Just over two months ago, the Atlanta Fed "calculated" that Q1 GDP was going to be a pleasant 3.4%, confirming that the Fed had made the correct decision by hiking not only in December, but also last month. Since then, the Fed's own GDP estimate has crashed in almost linear fashion, and as of this morning - after the latest disappointing retail sales report - it had plunged to just 0.5%, which if accurate would make Q1 the weakest quarter going back three years to Q1 2014.
From the regional Fed:
The GDPNow model forecast for real GDP growth (seasonally adjusted annual rate) in the first quarter of 2017 is 0.5 percent on April 14, down from 0.6 percent on April 7. The forecast for first-quarter real consumer spending growth fell from 0.6 percent to 0.3 percent after this morning's retail sales report from the U.S. Census Bureau and the Consumer Price Index release from the U.S. Bureau of Labor Statistics.

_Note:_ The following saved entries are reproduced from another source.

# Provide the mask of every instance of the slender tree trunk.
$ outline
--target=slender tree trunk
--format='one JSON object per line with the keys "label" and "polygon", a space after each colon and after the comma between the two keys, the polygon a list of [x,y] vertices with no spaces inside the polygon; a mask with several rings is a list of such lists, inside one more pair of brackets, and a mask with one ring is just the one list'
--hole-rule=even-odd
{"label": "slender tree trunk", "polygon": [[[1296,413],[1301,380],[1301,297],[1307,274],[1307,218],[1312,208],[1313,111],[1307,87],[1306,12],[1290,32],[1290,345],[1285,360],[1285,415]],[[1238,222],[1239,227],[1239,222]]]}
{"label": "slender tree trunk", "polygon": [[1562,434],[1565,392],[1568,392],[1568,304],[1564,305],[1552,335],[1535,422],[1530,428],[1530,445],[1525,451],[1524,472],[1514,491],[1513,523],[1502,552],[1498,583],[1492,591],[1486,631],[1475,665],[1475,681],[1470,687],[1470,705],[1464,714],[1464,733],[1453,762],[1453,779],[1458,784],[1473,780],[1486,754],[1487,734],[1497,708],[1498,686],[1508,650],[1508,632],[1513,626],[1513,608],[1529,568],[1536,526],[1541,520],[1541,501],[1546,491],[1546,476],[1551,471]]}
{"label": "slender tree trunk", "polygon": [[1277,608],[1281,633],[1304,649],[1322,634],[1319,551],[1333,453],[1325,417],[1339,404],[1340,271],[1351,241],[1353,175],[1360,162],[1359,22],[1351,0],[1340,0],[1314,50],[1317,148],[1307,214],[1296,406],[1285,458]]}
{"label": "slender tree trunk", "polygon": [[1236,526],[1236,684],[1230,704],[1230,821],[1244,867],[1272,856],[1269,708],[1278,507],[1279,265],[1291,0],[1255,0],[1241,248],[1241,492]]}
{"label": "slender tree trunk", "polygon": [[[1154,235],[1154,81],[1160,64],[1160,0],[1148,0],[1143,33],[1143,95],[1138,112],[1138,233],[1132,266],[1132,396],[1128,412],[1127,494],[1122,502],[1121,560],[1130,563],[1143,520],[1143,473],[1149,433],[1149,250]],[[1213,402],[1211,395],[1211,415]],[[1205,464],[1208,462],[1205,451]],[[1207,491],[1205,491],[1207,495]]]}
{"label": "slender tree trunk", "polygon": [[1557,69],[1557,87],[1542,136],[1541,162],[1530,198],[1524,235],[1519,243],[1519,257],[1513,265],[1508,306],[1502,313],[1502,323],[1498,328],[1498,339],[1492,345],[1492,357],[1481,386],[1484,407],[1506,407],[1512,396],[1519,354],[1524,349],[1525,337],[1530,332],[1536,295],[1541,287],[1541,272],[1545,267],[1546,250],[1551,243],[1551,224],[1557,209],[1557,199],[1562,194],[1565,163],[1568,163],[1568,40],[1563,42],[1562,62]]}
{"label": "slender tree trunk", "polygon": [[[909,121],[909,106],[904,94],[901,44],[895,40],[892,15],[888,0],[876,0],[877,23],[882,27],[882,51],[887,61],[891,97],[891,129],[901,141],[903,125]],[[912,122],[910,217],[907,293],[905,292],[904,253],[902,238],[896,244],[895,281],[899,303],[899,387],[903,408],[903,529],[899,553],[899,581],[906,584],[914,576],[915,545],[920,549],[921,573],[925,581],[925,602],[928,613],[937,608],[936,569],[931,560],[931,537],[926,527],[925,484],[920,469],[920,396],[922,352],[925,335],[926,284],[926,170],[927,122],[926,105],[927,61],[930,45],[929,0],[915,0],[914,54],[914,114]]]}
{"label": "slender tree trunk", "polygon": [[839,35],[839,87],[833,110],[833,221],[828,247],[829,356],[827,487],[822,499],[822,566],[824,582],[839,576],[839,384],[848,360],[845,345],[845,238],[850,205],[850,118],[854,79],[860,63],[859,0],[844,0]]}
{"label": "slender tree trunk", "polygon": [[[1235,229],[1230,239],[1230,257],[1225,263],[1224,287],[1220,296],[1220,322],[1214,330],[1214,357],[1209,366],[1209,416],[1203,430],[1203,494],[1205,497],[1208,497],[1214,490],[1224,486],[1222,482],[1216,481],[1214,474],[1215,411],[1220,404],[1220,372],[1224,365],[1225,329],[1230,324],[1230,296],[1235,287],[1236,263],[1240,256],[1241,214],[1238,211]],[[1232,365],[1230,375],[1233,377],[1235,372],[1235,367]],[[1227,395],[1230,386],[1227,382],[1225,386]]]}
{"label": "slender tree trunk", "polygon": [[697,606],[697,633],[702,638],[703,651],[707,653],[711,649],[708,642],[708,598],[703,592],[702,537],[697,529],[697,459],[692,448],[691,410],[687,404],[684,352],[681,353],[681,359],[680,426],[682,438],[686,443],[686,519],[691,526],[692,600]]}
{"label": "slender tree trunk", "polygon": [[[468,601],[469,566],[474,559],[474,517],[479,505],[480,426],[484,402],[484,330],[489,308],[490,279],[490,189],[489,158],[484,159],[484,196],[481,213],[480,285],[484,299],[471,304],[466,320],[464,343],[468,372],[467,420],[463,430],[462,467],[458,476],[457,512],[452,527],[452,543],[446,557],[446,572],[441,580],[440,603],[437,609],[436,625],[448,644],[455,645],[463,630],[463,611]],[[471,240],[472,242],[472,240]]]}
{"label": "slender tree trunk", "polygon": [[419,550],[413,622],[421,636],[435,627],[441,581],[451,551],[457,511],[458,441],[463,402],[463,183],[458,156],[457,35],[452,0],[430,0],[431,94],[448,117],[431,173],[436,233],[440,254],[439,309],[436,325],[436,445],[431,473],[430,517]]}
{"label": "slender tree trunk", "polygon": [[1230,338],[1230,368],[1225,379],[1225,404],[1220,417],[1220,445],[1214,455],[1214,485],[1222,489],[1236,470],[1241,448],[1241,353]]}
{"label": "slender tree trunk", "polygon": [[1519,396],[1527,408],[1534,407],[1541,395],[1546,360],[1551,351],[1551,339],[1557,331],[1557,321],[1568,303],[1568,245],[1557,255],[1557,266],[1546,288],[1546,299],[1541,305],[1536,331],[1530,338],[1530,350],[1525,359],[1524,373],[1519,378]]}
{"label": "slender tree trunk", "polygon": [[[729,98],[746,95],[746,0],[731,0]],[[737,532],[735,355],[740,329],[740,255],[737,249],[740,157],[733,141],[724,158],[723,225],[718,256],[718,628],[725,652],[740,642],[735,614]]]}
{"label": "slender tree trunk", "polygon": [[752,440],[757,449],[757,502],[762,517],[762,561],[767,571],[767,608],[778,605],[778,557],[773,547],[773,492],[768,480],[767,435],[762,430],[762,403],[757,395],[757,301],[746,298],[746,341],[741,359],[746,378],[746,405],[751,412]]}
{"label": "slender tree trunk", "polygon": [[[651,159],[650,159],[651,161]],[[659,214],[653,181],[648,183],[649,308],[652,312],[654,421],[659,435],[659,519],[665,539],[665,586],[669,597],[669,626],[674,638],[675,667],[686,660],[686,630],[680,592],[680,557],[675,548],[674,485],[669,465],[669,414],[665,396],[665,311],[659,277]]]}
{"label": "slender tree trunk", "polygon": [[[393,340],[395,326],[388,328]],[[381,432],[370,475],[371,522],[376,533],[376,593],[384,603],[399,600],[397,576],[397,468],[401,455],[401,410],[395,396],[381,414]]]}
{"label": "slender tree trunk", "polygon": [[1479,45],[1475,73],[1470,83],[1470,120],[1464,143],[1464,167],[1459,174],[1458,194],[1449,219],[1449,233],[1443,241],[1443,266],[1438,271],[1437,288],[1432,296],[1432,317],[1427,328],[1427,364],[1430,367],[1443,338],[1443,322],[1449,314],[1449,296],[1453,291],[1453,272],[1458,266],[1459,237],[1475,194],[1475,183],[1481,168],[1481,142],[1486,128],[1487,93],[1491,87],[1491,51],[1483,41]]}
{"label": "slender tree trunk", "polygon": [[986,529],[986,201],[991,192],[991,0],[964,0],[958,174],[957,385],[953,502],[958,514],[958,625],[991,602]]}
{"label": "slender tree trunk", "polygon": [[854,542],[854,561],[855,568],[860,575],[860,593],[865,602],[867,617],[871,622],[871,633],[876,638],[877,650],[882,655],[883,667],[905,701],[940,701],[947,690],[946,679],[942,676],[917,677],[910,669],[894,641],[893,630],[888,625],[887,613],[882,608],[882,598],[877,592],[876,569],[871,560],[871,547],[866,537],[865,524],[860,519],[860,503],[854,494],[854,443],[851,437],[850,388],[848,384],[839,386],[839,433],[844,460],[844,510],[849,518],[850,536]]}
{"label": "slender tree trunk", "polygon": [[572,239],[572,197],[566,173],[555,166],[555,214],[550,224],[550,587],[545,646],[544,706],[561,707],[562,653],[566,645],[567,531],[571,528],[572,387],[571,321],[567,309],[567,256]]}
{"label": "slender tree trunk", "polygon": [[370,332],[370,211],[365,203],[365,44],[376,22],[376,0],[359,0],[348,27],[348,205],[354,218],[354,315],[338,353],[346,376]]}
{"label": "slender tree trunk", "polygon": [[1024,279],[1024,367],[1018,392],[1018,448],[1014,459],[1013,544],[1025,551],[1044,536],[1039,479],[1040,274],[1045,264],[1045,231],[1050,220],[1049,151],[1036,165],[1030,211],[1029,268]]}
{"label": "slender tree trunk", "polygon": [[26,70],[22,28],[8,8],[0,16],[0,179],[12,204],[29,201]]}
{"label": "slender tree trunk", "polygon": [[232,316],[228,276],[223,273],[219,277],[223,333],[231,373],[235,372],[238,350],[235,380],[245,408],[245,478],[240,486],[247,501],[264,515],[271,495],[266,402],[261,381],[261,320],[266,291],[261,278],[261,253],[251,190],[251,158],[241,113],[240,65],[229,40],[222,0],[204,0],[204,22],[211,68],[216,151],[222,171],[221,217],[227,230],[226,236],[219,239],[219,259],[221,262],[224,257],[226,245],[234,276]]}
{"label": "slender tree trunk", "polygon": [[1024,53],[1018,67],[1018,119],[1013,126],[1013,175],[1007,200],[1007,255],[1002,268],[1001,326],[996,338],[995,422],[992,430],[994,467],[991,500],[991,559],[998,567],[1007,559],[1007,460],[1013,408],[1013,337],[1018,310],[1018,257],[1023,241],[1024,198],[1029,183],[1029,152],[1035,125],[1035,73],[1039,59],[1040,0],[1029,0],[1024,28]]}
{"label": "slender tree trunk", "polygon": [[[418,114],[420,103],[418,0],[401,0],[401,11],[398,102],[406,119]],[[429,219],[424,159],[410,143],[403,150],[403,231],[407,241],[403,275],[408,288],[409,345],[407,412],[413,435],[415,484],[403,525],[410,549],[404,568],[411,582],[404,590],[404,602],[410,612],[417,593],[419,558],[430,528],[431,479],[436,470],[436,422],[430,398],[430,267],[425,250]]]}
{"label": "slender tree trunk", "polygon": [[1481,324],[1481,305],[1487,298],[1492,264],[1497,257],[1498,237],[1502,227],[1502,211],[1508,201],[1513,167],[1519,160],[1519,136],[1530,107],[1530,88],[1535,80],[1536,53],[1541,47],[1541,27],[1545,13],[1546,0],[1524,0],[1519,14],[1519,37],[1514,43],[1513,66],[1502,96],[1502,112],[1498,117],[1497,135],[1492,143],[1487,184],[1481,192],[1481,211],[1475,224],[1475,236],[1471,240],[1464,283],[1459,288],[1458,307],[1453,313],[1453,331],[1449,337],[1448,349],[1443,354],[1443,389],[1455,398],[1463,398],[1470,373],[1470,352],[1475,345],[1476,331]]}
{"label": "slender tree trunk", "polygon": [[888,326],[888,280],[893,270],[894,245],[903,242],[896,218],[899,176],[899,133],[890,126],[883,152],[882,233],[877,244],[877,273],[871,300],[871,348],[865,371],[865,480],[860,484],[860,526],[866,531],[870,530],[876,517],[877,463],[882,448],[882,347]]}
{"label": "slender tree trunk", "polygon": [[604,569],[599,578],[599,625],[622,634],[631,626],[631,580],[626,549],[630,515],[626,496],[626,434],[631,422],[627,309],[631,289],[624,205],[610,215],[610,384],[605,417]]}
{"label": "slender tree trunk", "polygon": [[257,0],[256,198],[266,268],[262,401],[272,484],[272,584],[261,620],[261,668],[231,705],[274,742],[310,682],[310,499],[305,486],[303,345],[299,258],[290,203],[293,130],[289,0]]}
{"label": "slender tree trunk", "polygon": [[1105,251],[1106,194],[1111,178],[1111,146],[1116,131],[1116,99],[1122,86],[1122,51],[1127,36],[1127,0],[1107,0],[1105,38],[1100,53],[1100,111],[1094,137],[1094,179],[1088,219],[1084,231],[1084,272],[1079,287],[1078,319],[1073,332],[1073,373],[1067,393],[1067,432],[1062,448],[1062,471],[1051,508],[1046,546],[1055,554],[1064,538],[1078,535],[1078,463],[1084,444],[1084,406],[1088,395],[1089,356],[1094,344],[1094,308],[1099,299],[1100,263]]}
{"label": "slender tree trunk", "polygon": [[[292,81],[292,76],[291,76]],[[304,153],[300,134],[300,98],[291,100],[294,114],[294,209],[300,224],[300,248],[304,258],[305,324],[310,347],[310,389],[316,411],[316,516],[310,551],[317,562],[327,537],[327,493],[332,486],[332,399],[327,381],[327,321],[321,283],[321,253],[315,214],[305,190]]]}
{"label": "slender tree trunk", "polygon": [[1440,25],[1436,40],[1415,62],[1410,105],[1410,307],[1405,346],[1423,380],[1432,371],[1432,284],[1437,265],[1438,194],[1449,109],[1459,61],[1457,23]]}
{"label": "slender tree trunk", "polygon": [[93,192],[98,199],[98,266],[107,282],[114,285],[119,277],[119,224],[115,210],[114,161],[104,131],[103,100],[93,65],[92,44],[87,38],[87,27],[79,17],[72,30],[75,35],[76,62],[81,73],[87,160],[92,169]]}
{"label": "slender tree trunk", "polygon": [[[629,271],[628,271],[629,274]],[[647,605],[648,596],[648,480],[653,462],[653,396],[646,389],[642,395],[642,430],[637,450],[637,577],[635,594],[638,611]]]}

Putting the Atlanta Fed's forecast in context, a 0.5% GDP would mark the weakest quarter in 37 years, or going back to 1980, in which the Fed hiked rates. Then again, considering today's abysmal CPI and retail sales data, the narrative to focus on next is not so much hiking, or balance sheet normalization, but when the Fed will resume easing, cut rates (as per Donald Trump's recent suggestion) and/or launch QE4.